Annette Verschuren, CEO and owner of NRStor Inc. of Toronto, a storage battery company, told MPs Wednesday that she considered the decision proper.

Prior to her appointment in 2019, NRStor received SDTC funding, including a $12,430 grant from Global Affairs Canada and $1.4 million in contracts from Natural Resources Canada. 

"It was 18 months before," she testified. "Eighteen months before my appointment as chair NRStor was funded [by SDTC] for a project, yes."

Verschuren clarified her company has not received SDTC funding for any project since her appointment as chair of the foundation.

Nevertheless, Conservative MP Michael Cooper condemned the preferential treatment given to NRStor during the COVID pandemic.

"That company […] received $106,000 in COVID relief payments in 2020, and another $111,000 the following year," he said. "That is inconsistent with what you had previously stated."

"At the time of the board decision on those Covid payments, you recall it was March 2020, it was very difficult," Verschuren testified at the Commons ethics committee. "We were going to lose the investments that we made and the jobs."

According to Blacklock’s Reporter, the SDTC chair did not consider it a conflict of interest. "A conflict of interest is a situation where there is an interest, an influence in terms of a direct conflict," she contends. 

Verschuren justified the motion by outlining her concerns on losing jobs from the investments the board made before her appointment. 

Conservative MP Larry Brock told the chair she needs a "refresher on what a conflict of interest really means."

Verschuren admitted to making considerable political donations to the Liberals and Conservatives since 2005, reported Blacklock’s Reporter. According to Elections Canada, she donated $10,750 to the Liberal Party and $10,988 to the Conservative Party.

"Did you at any time you were on the board vote on any motions that would have involved your organization NRStor?" asked NDP MP Matthew Green. Verschuren replied: "No."

However, Verschuren admitted to supporting COVID relief payments for companies that previously received grant funding, including NRStor Inc. "There were about 140 companies that were in pretty dire trouble," she argued. 

"Do you not consider by moving a motion to provide $217,000 worth of funding to an organization you are the CEO of does not constitute at the very least a perceived conflict of interest if not a very real one?" asked Green.
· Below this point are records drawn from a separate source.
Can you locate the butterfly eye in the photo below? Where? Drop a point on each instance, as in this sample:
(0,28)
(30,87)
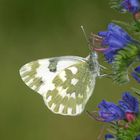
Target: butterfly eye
(53,66)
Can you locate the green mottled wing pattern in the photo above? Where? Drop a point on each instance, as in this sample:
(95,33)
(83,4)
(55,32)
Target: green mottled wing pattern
(65,83)
(73,87)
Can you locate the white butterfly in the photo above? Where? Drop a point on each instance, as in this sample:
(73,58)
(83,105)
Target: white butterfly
(66,83)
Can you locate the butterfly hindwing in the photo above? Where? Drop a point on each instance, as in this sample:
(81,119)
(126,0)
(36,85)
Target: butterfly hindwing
(73,87)
(66,83)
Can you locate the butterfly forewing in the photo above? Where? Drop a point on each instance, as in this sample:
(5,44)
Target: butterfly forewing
(66,83)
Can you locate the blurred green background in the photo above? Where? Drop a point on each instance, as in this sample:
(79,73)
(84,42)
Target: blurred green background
(32,29)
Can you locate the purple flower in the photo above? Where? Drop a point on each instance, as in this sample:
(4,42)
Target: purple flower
(110,112)
(115,38)
(129,103)
(109,137)
(136,74)
(132,6)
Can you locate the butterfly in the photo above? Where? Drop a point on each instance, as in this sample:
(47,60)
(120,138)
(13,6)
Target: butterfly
(66,83)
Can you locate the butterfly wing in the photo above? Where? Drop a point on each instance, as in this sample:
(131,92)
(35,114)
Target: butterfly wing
(66,83)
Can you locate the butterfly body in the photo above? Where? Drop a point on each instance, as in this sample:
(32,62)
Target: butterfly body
(66,83)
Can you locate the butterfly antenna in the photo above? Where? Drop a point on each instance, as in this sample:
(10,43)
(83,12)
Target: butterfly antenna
(85,35)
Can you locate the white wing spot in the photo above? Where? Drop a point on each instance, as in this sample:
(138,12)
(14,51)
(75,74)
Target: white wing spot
(62,76)
(45,88)
(73,95)
(74,81)
(79,109)
(24,78)
(69,111)
(49,99)
(61,108)
(73,69)
(62,92)
(29,82)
She replied: "The Covid payments were made as a portfolio of companies. All the conflicts were assumed previously declared."
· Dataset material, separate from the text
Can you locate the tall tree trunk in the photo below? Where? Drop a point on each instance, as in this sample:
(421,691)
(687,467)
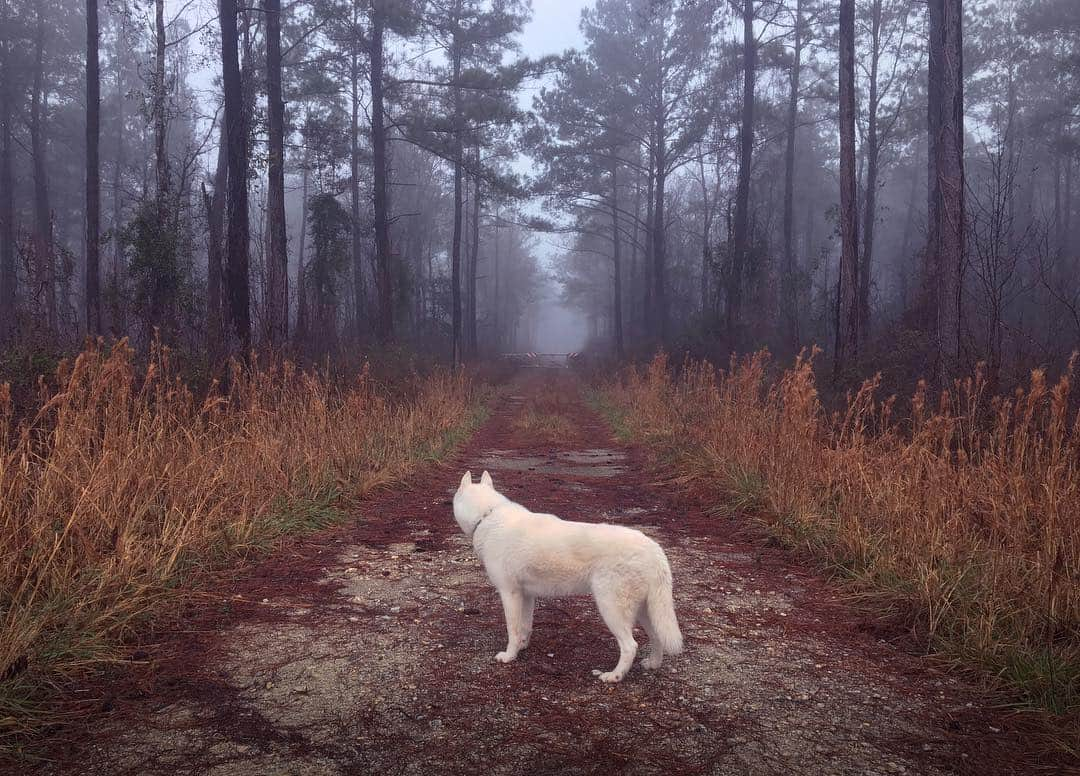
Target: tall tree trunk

Green then asked Verschuren whether she refused herself from the COVID funding motion. "I believe I moved the motion," she said.
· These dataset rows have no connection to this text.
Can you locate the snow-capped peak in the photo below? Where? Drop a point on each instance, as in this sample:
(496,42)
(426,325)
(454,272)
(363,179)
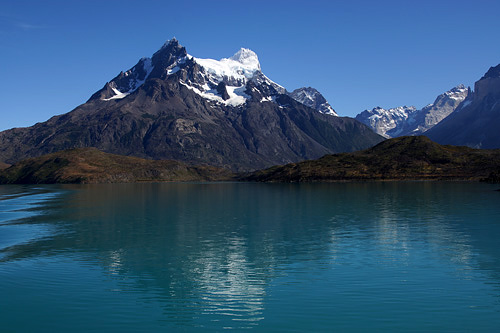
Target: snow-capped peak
(247,57)
(313,98)
(236,70)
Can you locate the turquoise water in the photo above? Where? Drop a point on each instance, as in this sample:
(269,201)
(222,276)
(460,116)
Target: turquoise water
(413,256)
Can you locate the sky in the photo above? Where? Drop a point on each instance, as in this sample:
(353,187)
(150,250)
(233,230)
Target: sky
(359,54)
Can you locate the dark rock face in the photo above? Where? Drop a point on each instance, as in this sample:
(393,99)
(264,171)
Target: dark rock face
(165,118)
(476,121)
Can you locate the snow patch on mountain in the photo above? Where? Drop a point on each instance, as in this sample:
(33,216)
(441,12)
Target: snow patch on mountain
(313,98)
(409,121)
(383,121)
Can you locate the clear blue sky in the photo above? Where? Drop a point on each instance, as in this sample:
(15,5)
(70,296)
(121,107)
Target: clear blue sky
(358,54)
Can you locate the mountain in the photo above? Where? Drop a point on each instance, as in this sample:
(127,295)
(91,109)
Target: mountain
(387,123)
(313,98)
(224,113)
(89,165)
(476,121)
(403,158)
(405,120)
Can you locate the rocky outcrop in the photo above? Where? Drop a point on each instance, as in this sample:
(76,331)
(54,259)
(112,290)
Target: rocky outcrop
(476,121)
(224,113)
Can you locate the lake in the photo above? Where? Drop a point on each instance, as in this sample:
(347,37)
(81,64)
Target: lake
(393,256)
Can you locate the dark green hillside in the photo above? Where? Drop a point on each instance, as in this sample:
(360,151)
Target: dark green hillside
(404,158)
(89,165)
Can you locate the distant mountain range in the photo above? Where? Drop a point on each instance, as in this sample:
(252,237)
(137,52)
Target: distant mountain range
(457,117)
(407,120)
(225,113)
(476,121)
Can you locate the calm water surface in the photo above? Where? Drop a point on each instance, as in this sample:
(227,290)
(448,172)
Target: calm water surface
(266,257)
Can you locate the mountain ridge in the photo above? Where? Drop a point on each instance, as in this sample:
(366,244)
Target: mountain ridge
(407,120)
(224,113)
(402,158)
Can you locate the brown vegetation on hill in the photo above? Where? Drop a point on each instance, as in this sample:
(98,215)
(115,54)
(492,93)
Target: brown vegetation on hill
(89,165)
(404,158)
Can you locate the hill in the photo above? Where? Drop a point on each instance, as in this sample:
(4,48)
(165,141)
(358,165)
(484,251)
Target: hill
(174,106)
(89,165)
(403,158)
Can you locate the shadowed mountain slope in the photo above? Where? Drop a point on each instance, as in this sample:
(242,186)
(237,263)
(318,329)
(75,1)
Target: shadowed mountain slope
(404,158)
"Do you regret the decision not to recuse yourself from that?" he asked. Verschuren said she had previously consulted her lawyer.

In a surprise move, Liberal MP Pam Damoff told the chair that "common sense to me would dictate that you would question the legal advice out of purely best practice."

"Given your decades of experience, I’m wondering why you wouldn’t have trusted your own instincts," she said.

Verschuren replied: "At the time, the board sought legal advice on the more than 140 projects." She claimed each company received the same treatment and the same amount in COVID relief.

"It wasn’t necessary to declare the conflict of interests as they had already been declared," added the chair.